The main difference between eval and new Function is that the former can access the local variables while the latter can't. See this answer.

Answer 4

You really don't have many options, but there's a fourth alternative (JQuery uses this approach) :

var yourFunction = new Function("var a=1; return a; //this is your function body");

Answer 5

There are a few things to consider for your specific situation.

I think the rule of thumb should be, if you're not sure whether or not to use eval, you probably shouldn't use it. I also think some people obsess over performance where operations per sec could really negligible. Is your app a huge app that relies on squeezing every ounce of performance out? Is 100,000ops/sec vs 1,000,000ops/sec going to be the difference between whether or not your app is usable? Also you'll have to consider support as all browsers do not include JSON support natively.

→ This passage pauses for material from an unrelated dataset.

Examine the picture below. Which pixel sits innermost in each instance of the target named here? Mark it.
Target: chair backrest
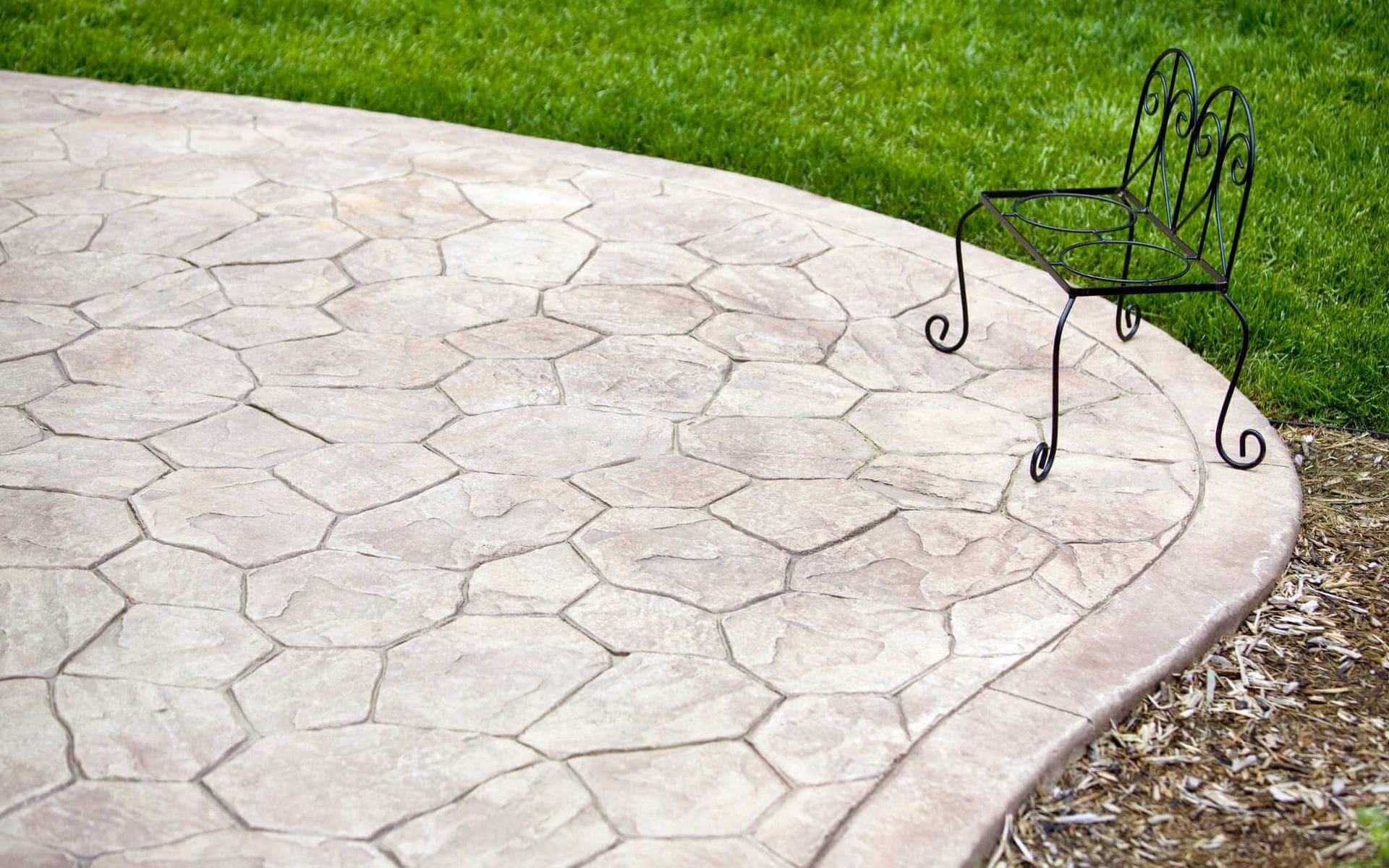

Nevertheless, my first thought:

Assuming you need to have these said functions being sent via JSON (which sounds a little odd to me) and you have control over what the server is sending you, would be to label your functions with a prefix like js-. If they needed to be executed as soon as they are received, you could strip the js- off using substr and execute it using bracket notation something like:

    //loop over values
    if (value[i].substr && value[i].indexOf('js-') === 0) {
        var func = value[i].substr(3);

        //assuming this is a global function you're calling
        window[func]();
    }

If you're not trying to execute them immediately, maybe add them to an array/object literal for calling later.